Under the CARES Act, the weekly $600 Federal Pandemic Unemployment Compensation benefit would expire at the end of July. The HEROES Act, however, which the House passed last week, would extend the $600 weekly benefit until January 2021. (The Senate is unlikely to adopt HEROES without substantial modifications.)

The main problem identified by the authors is the overall design of the UI policy – $600 per week, regardless of previous benefit level.

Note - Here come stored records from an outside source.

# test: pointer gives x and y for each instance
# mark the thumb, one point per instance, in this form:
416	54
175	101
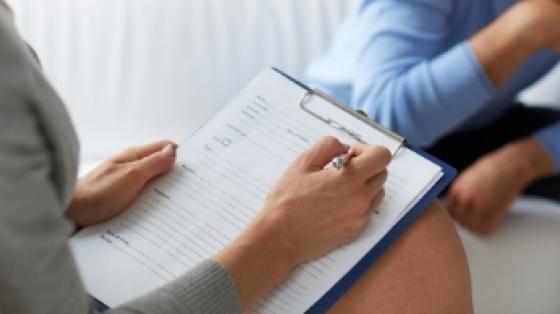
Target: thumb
157	163
323	152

This raises the replacement rate – the ratio of UI benefits to a worker’s average earnings – to over 100 percent for 68 percent of unemployed workers, meaning that nearly seven out of ten workers receive more in unemployment benefits than they did while employed.

In addition to high replacement rates, the policy has strong distributional effects. Unsurprisingly, lower income workers see the largest boost to their replacement rates, which is shown in Figure 3 from the working paper.

Figure 3

There are also differences across employment sectors, seen in Figure 4. The implications are sobering. For example:

“unemployed janitors who worked at businesses which are closed can get UI benefits equal to 158% of their prior earnings, while janitors who continue to work at increased health risk in businesses deemed “essential” have no guarantees of any hazard pay or increased earning.”

Figure 4

Frustratingly, the major problems caused by the current UI expansion could have been easily avoided if policymakers had made simple, common-sense decisions from the outset. The authors of the working paper illustrate that if, instead of a fixed weekly supplement, UI benefits had been boosted by adding a fixed percentage to replacement rates, only 7 percent of people receiving UI benefits would have seen a replacement rate of more than 100 percent while all UI recipients would have seen significant temporary boosts to their weekly benefit.

The UI policy in the CARES Act, and especially any extension until January 2021, is an excessive response to the pandemic. In addition to the distributional inequalities it creates, it reduces incentives to re-enter the labor market, negatively affecting an eventual economic recovery. Especially as businesses re-open, the economy will need a ready supply of workers, perhaps in industries different from where the unemployed originally worked.

Thus even if the CARES UI benefit made sense out of compassion for the unemployed, and even if it made sense to slow the economy as a means of limiting virus transmission, further extension will likely impede the economic recovery, which matters for a huge range of the population, unemployed or otherwise.